May 7, 2012
JBS to lease for Brazilian chicken sector entry
JBS, the world's biggest meat group, has decided to enter Brazil's important poultry market through a lease arrangement.
JBS, whose debts run up from a series of acquisitions garnered the group close inspection from ratings agencies, revealed it is to take control but not own the Brazilian chicken operations of French-based Doux, which have capacity of well over one million birds a day.
JBS is to lease plants owned by Doux's Frangosul subsidiary, while hiring the business's 6,000 staff and taking on contracts with its 1,500 supplies.
However, the meat giant, which is based in Brazil itself, "will not take on any pending matters, liabilities, leins or any other impediments".

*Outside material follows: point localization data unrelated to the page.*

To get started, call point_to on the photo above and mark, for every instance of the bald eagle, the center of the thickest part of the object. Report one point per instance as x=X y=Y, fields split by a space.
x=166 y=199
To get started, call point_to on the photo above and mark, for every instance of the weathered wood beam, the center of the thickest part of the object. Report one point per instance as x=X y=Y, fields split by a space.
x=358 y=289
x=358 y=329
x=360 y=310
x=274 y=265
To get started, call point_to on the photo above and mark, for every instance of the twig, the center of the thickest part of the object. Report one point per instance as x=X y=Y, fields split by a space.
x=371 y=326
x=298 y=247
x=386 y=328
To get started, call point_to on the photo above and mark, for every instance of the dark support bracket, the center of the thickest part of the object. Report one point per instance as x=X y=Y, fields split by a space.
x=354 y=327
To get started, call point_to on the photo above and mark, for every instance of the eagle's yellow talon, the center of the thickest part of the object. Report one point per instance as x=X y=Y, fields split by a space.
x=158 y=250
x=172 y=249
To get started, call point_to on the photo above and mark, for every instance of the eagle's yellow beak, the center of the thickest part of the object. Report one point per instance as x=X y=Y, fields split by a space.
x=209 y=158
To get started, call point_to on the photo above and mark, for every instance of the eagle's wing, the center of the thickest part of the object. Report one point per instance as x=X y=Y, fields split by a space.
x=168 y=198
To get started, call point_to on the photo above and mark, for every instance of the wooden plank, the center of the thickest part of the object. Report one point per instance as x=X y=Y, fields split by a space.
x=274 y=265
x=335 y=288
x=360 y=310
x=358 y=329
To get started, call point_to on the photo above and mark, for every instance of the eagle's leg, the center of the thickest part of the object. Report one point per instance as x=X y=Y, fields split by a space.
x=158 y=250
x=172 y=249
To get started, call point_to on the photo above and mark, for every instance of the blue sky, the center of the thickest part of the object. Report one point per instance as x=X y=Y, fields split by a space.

The announcements represents the second in two weeks of expansion at JBS, after the group unveiled BRL4628 million (US$142 million) plans to buy the assets of bankrupt meat processor Grupo Independence, ending a purdah imposed by Wesley Batista on deals after he became chief executive early on 2011.
JBS had raised eyebrows with ratings agencies at the extent of its takeovers up to 2010, including the purchases of domestic rival Bertin and US-based chicken group, Pilgrim's Pride, in the same day.
Pilgrim's Pride has only just returned to profit, after four quarters of losses, reflecting oversupply of chicken to the US market, which prevented producers from passing on the costs of higher grain bills.
JBS said it was "strategically important" to have operations in both Brazil and the US, the top two exporting countries and, according to the company, the "two most relevant countries in the chicken sector".
The two nations combined account for 30% of world consumption, 36% of production and nearly 70% of exports, the group said.
The deal follows persistent speculation of a deal between Doux and JBS over Frangosul, which is reported itself to have debts of some US$319 million, and to have mothballed two of its 10 Brazilian sites.
Doux three years ago sold its turkey operations in the Brazilian state of Rio Grande do Sul to Marfrig for BRL$65 million (US$35 million).
The retreat leaves Tyson as the only foreign company with considerable presence in Brazil's poultry sector.
JBS, which also has broiler operations in Mexico and Puerto Rico, will now boast group chicken capacity of nerly 9 million birds a day.
The group's shares closed down at 1.8% at BRL7.30 (US$3.79) in San Paulo.